Article provided by Pauline Stokes, Extension Agent and new member of the Farmville Area Habitat for Humanity Board of Directors-
Farmville Area Chamber of Commerce member Lowe's is tackling a new project called “Feeding the Community”, which is aiming to help restore the Farmville community garden. The “Feeding the Community” project is part of the Lowe’s Heroes program, a broader company initiative designed to help repair local communities through in-kind donations and volunteer work.
Spearheading this project through Lowe’s is Bryan Harrington, one of the Farmville store managers. The issue of the community gardens and their need for restoration was brought to his attention by Pauline Stokes, Virginia Cooperative Extension Family and Consumer Science (FCS) SNAP-Ed Extension Agent. This program is funded by USDA through the Virginia Department of Social Services (who administers SNAP, formerly food stamps). She is the key leader of this project.
Harrington’s initial plans for enhancing the garden include constructing an enclosure that will help catch rain water and irrigate the plants, as well as building handicap accessible raised beds. Harrington hopes the program will not only help feed the community, but also unite the community. “If people are growing plants in a community garden together, they will be able to learn helpful tips from each other and this will only make the garden better,” said Harrington when asked about the goals of the project. Harrington and Stokes have big dreams for the garden so this might be a multi-year project.
:I am so excited about this project and the partnership with Lowe’s. We were in need of help and Lowes came to the rescue," said Stokes.

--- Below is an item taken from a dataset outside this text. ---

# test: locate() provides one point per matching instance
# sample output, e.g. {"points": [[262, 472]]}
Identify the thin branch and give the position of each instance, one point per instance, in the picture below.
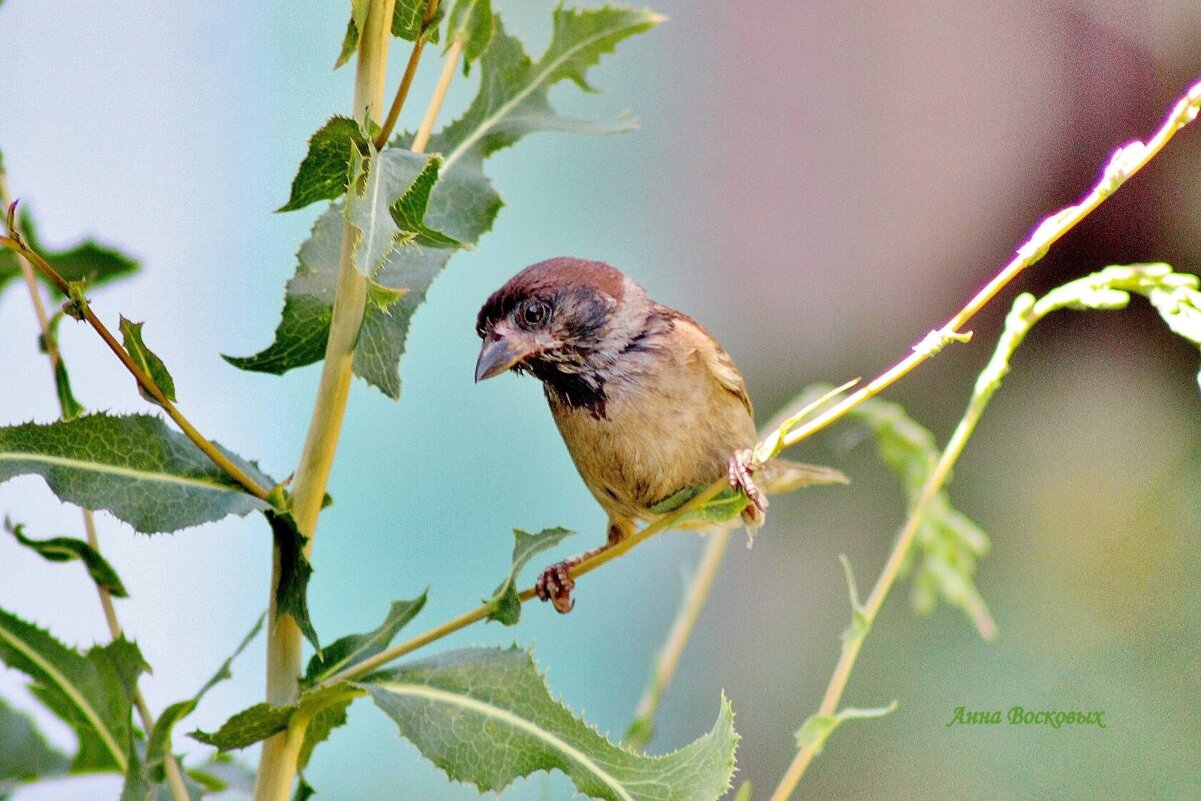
{"points": [[278, 759], [406, 82], [174, 778], [643, 727], [440, 94], [15, 243], [1124, 163]]}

Farmville Area Habitat for Humanity donated the land for the use of a community garden. An old Chinese proverb states “Give a man a fish and you feed him for a day. Teach a man to fish and you feed him for a lifetime.” The strategy and sustainability plan for Farmville Community Garden and Prince Edward County Extension is to provide a place to learn about organic gardening and sustainable living. People not only learn about gardening but they also acquire other knowledge and skills. So this community garden is seen as an outdoor learning, a caring and growing project that constitute a holistic approach to issues of a healthy environment and community cohesion.